The general formulation of the Remaining Useful Life (RUL) of a system can be expressed in a general form, as a function of the time t, the current condition monitoring CM(t) and the current health state HS(t) (Eq. (8.54) below). However, in practice, the state of degradation is neither available nor measurable in the majority of cases, health indices must be deduced from the physical knowledge, expert knowledge, and available measurements [90]:

$$\displaystyle \begin{aligned} {\mathrm{RUL}}= g(t, HS(t), CM(t)) {} \end{aligned} $$
(8.54)
  • The use of the techniques initially developed for fault detection and isolation (FDI) to estimate the health state (HS) of the system is a good idea, but in the context of failure prognosis, the early detection becomes a major issue, as it is necessary to estimate the RUL well in advance to allow maintenance operators to plan their maintenance interventions. FDI techniques treat uncertainties in a probabilistic or deterministic manner to generate thresholds that provide a better compromise between false alarms and non-detections. In the context of failure prognosis, it is necessary to take into account also the Prognosis Horizon [100, 101]. In addition, the problems related to the occurrence of multiple faults, their interaction, their effect on the HS of the system remain.

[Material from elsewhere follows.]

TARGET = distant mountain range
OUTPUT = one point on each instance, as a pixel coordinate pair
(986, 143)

  • Condition monitoring (CM(t)), necessary for RUL estimation, is not always known especially in systems operating in a randomly variable environment, such as offshore wind turbines and transportation systems. The solution proposed in the literature consists in taking account of the known or controlled CMs by using, for example, the modified Cox model [89], and in compensating the lack of knowledge about the unknown CMs by an online update of the model parameters. This solution is effective in some application cases, but in the case where these CMs vary strongly and continuously, the RUL estimate will change considerably and continuously, which will prevent the use of the estimated RUL for planning the maintenance. The solution may be to associate the RUL estimate with risk analysis methods taking into account several operating and degradation scenarios [123, 125].

6 Conclusion

This review of horizontal approaches for RUL estimation has highlighted the diversity of methods proposed in the literature as well as their formal description and context of use. The analysis shows that the two major stages of the procedure can be synthesized independently, but that the context of use, the complexity of the systems as well as the history of available data and expertise are common elements that govern the relevance of the choice of the HI generation methods and the method of modeling its tendency for the estimation of the RUL. The diversity of methods for generating health indices can cover a wide range of applications. The PCA makes it possible to simultaneously reduce the size of the data and generate health indices from large databases with linear, bilinear, or nonlinear dependencies. When the instrumentation of the systems is not rich, the statistical, frequency, and time-frequency attributes can be extracted from the signals and, then, analyzed to make them HIs for the estimation of the RUL. When physical knowledge is relevant enough to take modeling assumptions, build and validate physical models, these latter are, then, associated with health index generation methods such as analytical redundancy, observers, and parameter estimation. In this paper, we have also presented the trend modeling methods that are the simplest to implement and that are adapted to the physical properties of degradation processes, such as the progressive aspect and the influence of the environment and operating modes of the systems. The choice of the model depends on the context of use, the physical knowledge available on degradation processes, the expert feedback, and available data. The RUL can be presented as a stochastic, probabilistic, or deterministic variable.